At a time when there are far, far, far too many streaming services out there demanding your attention with brand-spanking-new series, sometimes it’s preferable to just kick back and watch some classic cartoons. Cartoons that are as familiar as they are undeniable re-watchable. Thankfully, VRV has these by the truckload.
Like all children his age, there are many secrets that young Birdboy would rather keep hidden away from his friends and the rest of the world, but the literal demon inside him is a key part of the future of his entire island’s survival. Much as he’d prefer to shut those around him away, Birdboy’s friends end up being pulled into a daunting (though visually stunning) adventure that pushes each of them to confront difficult truths about the strange reality they live in.
Like most children his age, Hikaru Shindo has little interest in playing classical boardgames like Go that require deep thought, strategy, and foresight. But when he one day realizes he’s the only person who can see Sai, a ghost from the Heian era who was a renowned Go player, the two team up in order to fulfill Sai’s desire to finally execute the perfect Go move.
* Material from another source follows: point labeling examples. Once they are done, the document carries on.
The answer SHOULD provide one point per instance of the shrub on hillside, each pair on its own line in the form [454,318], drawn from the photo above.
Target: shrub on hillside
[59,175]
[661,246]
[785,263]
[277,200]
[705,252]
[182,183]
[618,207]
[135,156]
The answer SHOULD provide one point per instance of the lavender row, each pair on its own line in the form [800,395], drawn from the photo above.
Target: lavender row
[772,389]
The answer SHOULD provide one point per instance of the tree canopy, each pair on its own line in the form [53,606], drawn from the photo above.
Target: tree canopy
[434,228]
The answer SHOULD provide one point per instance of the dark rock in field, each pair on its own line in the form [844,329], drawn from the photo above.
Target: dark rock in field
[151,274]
Before he was an ace attorney, Phoenix Wright was a hotshot, up-and-coming defense lawyer tasked with the unenviable task of having to solve the mysterious murder of his trusted mentor Mia. The prime suspect in Mia’s murder is her younger sister Maya, a girl who—like many members in her family—can see the dead, but once Phoenix determines she’s not the culprit, the pair team up to discover the true criminal’s identity.
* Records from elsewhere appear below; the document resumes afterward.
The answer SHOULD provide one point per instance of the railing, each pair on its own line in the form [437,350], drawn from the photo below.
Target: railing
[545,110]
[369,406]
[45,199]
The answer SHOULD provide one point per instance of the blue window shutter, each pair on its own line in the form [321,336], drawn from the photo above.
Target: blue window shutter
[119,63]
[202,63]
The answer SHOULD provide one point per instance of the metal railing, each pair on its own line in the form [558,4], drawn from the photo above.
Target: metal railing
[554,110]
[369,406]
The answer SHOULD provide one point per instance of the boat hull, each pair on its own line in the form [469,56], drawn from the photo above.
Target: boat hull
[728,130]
While the privileged class of licensed citizens are free to live lives of comfort and luxury, people like Megalo Box’s Junk Dog fight to survive, in many cases quite literally. Though Junk Dog could never have imagined being able to escape his life of poverty where he fights in fixed boxing matches, a chance run-in with the mob puts him on a path to glory that, if he plays his cards (and uses his fights) right, might just change his fate.
When the evil emperor Arago was driven back from the mortal realm in the distant past, he swore that he would one day return to get his revenge and plunge everything into ruin. But along with his promise came a prophecy: that if and when he returned, a group of legendary warriors known as the Samurai Troopers (or Ronin Warriors, if you prefer the dub) outfitted in ridiculous (though cool) armor would rise up to strike him back down.
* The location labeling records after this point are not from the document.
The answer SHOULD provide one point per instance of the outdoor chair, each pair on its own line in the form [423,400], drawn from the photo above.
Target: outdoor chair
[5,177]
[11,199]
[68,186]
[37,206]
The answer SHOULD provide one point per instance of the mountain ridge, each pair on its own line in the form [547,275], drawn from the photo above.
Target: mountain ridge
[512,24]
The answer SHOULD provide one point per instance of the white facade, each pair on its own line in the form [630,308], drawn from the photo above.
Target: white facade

As an orphan, Yushi Inaba is perfectly comfortable fending for himself despite the fact that as a young student, he needs a strong social network to depend on for emotional support. When his school’s dorm suddenly goes up in flames, he’s left with the choice of either living with his uncle or moving into a strangely cheap apartment by himself that just so happens to be populated with all manner of otherworldly and supernatural creatures. The choice, of course, is simple.
Much like Buffy the vampire slayer, Gary was chosen to protect the world from demons who would see it turned into a virtual chaos dimension. Unlike Buffy, Gary’s a middle-aged man who very correctly believes that he might have spent his whole life being so committed to his destiny that he never bothered to do the important work of becoming a three-dimensional person. Existential crisis though he may be in, Gary’s still got the time to find himself if he really wants to. The only issue is that he’s not quite sure if he does.
Continuing the story of the original Digimon Adventure series, tri. follows the original Digidestined as they continue to grow up and grow apart right up until the moment a new threat from the Digital World shows up that brings them all back together to save reality once again. On its face, tri’s story is exactly what you would expect from a series of Digimon films, but as the story progresses, it becomes all too obvious that the movies are a loving goodbye letter to the original concept that gave birth to this entire franchise.
In some alternate universe, Bee and her strange hybrid pet-friend Puppycat are out right now delivering food and packages to people who are quarantined because all of their magical adventures more or less revolve around doing random gigs for people on a daily basis (sometimes in space). That may sound outlandish, but it’s the sort of premise that more or less makes sense for the show as it follows its titular pair of friends living their daily lives, begrudgingly loving one another, and gradually discovering the mysteries about Bee’s origins.